Regulamentação, novas tecnologias e escassez de talento continuam a marcar o panorama de cibersegurança nacional, que trazem oportunidades, mas também desafios para as organizações portuguesas. Balwurk, Claranet Portugal, Exclusive Networks, Noesis, Securnet e VisionWare partilham a sua visão sobre como está a cibersegurança em Portugal. Bem-vindos ao Estado da Nação

Por Rui Damião . 22/07/2025

Estado da Nação: onde está a cibersegurança em Portugal?

Já não há dúvidas: a cibersegurança é uma necessidade de todas as organizações. É preciso olhar para as tecnologias, para os processos e, também, para as pessoas para proteger as organizações numa altura em que os negócios são cada vez mais digitais.

No meio de regulamentação – como a NIS2 e a DORA – ou de tecnologias que chegam cada vez a mais organizações – como a Inteligência Artificial (IA) –, as organizações têm de se adaptar a um cenário de ameaças mais complexo para estarem seguras.

Para uma audiência de mais de 350 leitores, a IT Security organizou uma vez mais – pelo quarto ano consecutivo – o Estado da Nação em Cibersegurança, onde os representantes de seis empresas portuguesas partilharam a sua visão sobre como está a cibersegurança em 2025.

Como é que avaliam a maturidade das organizações portuguesas em cibersegurança comparativamente a outros mercados europeus?

 

“É difícil encontrar um gestor de uma empresa que não perceba a importância de investir em cibersegurança e não saiba a sua posição de risco”


Bruno Castro, Founder & CEO, VisionWare

Bruno Castro, Founder & CEO, VisionWare: “Antes o investimento em cibersegurança era bizarro; tínhamos de explicar que investir em cibersegurança não era um custo. Hoje já não vejo as coisas assim. É difícil encontrar um gestor de uma empresa que não perceba a importância de investir em cibersegurança e não saiba a sua posição de risco. Sobre o mercado nacional, tivemos os últimos cinco, seis anos em que o cibercrime teve muito impacto no negócio, que se tem tornado cada vez mais digital.
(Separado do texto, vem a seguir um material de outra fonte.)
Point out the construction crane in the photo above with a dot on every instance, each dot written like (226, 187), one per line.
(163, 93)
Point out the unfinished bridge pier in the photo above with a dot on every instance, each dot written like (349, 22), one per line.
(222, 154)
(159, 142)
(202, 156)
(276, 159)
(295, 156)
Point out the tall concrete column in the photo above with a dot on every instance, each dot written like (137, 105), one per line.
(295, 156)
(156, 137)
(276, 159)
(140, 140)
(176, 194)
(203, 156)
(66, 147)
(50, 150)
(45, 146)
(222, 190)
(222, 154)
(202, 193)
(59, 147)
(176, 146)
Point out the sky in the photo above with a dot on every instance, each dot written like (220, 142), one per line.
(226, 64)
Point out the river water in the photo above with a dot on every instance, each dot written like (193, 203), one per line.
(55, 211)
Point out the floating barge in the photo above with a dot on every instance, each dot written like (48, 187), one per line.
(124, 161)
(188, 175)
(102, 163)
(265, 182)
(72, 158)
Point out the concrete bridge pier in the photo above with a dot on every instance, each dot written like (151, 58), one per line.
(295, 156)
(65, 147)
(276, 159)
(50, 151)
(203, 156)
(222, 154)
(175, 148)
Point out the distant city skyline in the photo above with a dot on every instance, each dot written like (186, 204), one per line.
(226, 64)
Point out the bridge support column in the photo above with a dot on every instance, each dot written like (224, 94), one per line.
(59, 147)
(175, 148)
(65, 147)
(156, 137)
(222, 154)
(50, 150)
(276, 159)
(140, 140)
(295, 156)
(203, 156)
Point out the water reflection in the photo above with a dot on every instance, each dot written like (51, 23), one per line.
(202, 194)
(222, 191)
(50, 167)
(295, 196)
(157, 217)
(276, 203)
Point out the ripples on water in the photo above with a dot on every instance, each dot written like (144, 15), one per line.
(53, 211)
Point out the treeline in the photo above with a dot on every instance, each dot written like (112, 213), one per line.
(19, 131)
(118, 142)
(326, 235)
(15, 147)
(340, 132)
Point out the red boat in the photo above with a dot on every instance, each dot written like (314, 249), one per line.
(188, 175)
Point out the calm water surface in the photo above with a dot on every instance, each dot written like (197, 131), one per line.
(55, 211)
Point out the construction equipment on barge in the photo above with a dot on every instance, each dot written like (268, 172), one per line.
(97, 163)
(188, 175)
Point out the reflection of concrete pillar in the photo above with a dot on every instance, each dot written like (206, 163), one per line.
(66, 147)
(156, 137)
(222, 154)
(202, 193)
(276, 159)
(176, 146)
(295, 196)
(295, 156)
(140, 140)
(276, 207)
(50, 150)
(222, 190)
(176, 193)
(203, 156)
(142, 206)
A cibersegurança deixou de ser vista um custo e passou a ser um investimento”

David Grave, Security Director, Claranet Portugal: “Temos do melhor que se faz na Europa e no mundo em grandes empresas portuguesas, com uma estratégia de passar ‘debaixo do radar’. São organizações que estão muito seguras e já passaram a realidade de comprar as caixinhas de segurança. Mas isto é 2% do tecido empresarial. Devemos olhar para o que fazem, mas preocupa-me o que fazem as outras 98%. Acredito que exista um número considerável de organizações em que cibersegurança é comprar um antivírus ou uma firewall e nem exista o conceito de governança. Temos, claramente, dois mundos muito diferentes no país”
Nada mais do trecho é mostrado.